Her epic Facebook post is a worthwhile read in its entirety
In a formidable Facebook post yesterday, Ellen Page came for director Brett Ratner by stating he verbally abused her on the set of X Men: The Last Stand. She says she was also sexually assaulted by another director when she was 16, and by a grip on set a few months later.
Sexual harassment is rife in Hollywood, and it appears women who have been victimized are ready to burn these assholes to the ground. Rattner is among the abusive ranks of Harvey Weinstein, Kevin Spacey, Steven Segal, and Louis C.K. He’s been accused on-record of sexual abuse and misconduct by at least six women. Page says he verbally abused and humiliated her by making lewd comments about her sexuality.
“‘You should fuck her to make her realize she’s gay.’ He said this about me during a cast and crew ‘meet and greet’ before we began filming, X Men: The Last Stand,” Page writes. “I was eighteen years old. He looked at a woman standing next to me, ten years my senior, pointed to me and said: ‘You should fuck her to make her realize she’s gay.’ He was the film’s director, Brett Ratner.”
Page, who now identifies as gay, says she had not yet come out even to herself at that point. “I felt violated when this happened. I looked down at my feet, didn’t say a word and watched as no one else did either. This man, who had cast me in the film, started our months of filming at a work event with this horrific, unchallenged plea. He ‘outed’ me with no regard for my well-being, an act we all recognize as homophobic.”
It’s fucking despicable. According to the LA Times, Ratner has long been known for vulgar, abusive and toxic behavior toward women — on set and off. Page says she watched him degrade women throughout the entire shoot. When he pressured her to wear a shirt that read “Team Ratner” (barf) and she refused, producers for the film told her she “can’t talk like that to him [Ratner] .”
Oh, go fuck yourself Brett Ratner and every single complicit idiot who encouraged this kind of garbage behavior.
“I was being reprimanded, yet he was not being punished nor fired for the blatantly homophobic and abusive behavior we all witnessed,” Page writes. “I was an actor that no one knew. I was eighteen and had no tools to know how to handle the situation.” In case you’re wondering why women don’t “speak up,” here’s one reason why.

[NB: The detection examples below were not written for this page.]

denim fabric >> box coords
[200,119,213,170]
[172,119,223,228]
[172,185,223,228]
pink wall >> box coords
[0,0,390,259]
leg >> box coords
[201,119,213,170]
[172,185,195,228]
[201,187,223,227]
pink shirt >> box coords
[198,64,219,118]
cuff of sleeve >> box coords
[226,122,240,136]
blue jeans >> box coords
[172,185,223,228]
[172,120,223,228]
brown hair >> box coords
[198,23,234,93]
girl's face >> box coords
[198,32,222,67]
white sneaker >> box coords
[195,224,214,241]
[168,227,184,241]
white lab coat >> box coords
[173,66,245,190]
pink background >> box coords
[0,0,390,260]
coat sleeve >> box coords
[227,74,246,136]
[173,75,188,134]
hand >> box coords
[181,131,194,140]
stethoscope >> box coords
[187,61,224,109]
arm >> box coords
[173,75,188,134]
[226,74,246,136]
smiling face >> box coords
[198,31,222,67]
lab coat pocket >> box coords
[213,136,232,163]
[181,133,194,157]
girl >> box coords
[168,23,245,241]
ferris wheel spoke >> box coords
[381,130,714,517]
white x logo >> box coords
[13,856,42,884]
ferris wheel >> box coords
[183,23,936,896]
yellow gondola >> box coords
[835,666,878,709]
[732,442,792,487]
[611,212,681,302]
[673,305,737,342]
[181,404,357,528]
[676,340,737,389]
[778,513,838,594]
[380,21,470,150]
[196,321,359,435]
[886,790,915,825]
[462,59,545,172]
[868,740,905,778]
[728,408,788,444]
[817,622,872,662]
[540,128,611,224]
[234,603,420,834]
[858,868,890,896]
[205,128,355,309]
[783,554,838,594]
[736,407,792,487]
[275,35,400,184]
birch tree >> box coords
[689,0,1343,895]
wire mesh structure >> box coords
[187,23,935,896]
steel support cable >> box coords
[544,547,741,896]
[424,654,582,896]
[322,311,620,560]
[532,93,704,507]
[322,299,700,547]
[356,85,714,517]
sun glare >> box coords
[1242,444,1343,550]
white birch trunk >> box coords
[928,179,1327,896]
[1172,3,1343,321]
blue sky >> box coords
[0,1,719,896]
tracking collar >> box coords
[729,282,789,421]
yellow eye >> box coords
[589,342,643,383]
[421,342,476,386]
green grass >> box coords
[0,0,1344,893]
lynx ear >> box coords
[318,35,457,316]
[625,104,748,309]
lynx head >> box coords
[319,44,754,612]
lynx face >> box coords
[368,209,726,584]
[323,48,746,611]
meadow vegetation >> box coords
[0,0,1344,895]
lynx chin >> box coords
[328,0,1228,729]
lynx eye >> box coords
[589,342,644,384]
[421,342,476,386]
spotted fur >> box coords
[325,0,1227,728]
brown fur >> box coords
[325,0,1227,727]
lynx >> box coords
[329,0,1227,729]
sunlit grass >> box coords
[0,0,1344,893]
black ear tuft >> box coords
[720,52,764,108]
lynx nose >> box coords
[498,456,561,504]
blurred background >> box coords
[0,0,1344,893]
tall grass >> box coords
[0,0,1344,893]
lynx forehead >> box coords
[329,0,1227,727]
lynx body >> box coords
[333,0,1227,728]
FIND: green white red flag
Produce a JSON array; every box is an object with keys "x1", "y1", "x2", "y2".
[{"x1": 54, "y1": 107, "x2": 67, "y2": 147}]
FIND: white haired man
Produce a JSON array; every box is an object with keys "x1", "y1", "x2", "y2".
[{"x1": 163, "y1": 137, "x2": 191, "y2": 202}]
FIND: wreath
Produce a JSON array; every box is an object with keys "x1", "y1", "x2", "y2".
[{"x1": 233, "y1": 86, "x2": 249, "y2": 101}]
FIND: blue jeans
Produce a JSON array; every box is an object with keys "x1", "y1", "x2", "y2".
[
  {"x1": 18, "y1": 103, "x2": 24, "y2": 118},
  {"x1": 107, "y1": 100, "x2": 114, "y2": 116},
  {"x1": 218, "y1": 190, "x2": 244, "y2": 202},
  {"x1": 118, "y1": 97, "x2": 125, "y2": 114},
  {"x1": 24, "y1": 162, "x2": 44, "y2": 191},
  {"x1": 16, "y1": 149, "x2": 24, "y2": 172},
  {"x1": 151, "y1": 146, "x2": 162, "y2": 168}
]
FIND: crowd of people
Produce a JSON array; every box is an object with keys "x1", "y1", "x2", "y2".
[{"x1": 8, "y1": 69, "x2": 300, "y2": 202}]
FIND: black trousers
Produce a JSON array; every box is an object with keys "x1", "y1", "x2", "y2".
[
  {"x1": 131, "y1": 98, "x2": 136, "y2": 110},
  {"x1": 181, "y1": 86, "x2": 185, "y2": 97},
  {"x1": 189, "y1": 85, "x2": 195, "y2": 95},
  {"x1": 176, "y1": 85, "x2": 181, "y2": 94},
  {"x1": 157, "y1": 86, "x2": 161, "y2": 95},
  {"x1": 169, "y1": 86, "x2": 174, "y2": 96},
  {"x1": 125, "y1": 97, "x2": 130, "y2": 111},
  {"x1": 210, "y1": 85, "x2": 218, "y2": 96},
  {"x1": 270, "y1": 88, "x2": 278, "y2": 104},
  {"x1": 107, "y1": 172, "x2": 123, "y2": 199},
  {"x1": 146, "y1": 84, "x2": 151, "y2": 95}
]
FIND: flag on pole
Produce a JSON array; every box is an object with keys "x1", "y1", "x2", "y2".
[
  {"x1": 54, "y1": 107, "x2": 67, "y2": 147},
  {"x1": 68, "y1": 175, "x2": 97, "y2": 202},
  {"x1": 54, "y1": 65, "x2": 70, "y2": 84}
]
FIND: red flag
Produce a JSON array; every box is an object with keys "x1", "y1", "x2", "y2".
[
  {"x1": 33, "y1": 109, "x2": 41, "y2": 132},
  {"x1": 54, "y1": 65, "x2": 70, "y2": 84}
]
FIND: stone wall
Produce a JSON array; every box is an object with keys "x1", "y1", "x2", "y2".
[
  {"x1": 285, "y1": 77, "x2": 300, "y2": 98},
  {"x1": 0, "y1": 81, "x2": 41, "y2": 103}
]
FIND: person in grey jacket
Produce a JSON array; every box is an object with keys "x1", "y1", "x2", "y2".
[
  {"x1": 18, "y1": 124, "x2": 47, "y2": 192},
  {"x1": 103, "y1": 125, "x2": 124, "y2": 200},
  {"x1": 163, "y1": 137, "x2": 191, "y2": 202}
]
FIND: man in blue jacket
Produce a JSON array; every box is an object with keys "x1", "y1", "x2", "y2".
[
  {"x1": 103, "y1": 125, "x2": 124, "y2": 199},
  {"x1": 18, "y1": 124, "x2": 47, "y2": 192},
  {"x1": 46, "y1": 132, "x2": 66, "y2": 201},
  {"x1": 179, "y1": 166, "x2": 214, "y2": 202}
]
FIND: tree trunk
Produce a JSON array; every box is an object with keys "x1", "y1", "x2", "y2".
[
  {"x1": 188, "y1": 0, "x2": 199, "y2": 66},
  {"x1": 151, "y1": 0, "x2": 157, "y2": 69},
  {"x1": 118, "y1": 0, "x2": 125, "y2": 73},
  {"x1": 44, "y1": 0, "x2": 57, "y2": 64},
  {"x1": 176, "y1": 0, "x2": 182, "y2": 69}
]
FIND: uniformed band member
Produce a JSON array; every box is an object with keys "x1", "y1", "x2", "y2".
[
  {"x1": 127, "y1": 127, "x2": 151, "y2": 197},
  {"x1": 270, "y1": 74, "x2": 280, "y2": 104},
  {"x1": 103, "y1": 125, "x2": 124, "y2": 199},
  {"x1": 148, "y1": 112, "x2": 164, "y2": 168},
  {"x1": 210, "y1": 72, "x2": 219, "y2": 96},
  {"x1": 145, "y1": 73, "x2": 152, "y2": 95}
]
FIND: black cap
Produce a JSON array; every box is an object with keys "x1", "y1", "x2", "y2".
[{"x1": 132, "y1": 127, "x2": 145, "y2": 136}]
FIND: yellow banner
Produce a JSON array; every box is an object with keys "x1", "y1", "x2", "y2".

Anna Pacquin, who also starred in the X Men movie with Page, spoke out on Twitter about witnessing the experience she describes:
Page also described, in detail, other altercations she had with powerful men in Hollywood as a 16-year-old girl. A director took her out for dinner — what she calls “a professional obligation and not an uncommon one” where he proceeded to fondle her leg under the table: “‘You have to make the move, I can’t.’ I did not make the move and I was fortunate to get away from that situation,” she writes. “It was a painful realization: my safety was not guaranteed at work. An adult authority figure for whom I worked intended to exploit me, physically.” She says in addition, she was sexually assaulted by a grip, and also asked by a director to sleep with a man in his late twenties “and to tell them about it.” All of this happened when she was just 16. Still a child in many ways.
She segues into discussing the Woody Allen film she starred in five years ago, calling it the “biggest regret” of her career. Again, the pressure to work with known predators like Ratner and Allen is intense, especially for relatively unknown (at the time) actors like Page. “I had yet to find my voice and was not who I am now and felt pressured, because ‘of course you have to say yes to this Woody Allen film.’ Ultimately, however, it is my choice what films I decide to do and I made the wrong choice. I made an awful mistake.”
Page hopes this “long-awaited reckoning” means these men will face justice for what they’ve done. “I want them to sit and think about who they are without their lawyers, their millions, their fancy cars, houses upon houses, their ‘playboy’ status and swagger.”
PREACH. This whole “boys will be boys” and “all guys talk like that” excusatory response is so conditioned in our patriarchal society, and it needs to stop. We’re all civilized human beings and there is absolutely no justifiable reason on earth for turning women and men into victims this way.
She concludes her post by calling on all of us to remember that women and marginalized people all over the world are victimized everyday, and that violence against women of color, trans and queer women, and indigenous women are often “silenced by their economic circumstances ” and have a “profound distrust” in an oppressive justice system.
“I am grateful to anyone and everyone who speaks out against abuse and trauma they have suffered,” she concludes. “You are breaking the silence. You are revolution.”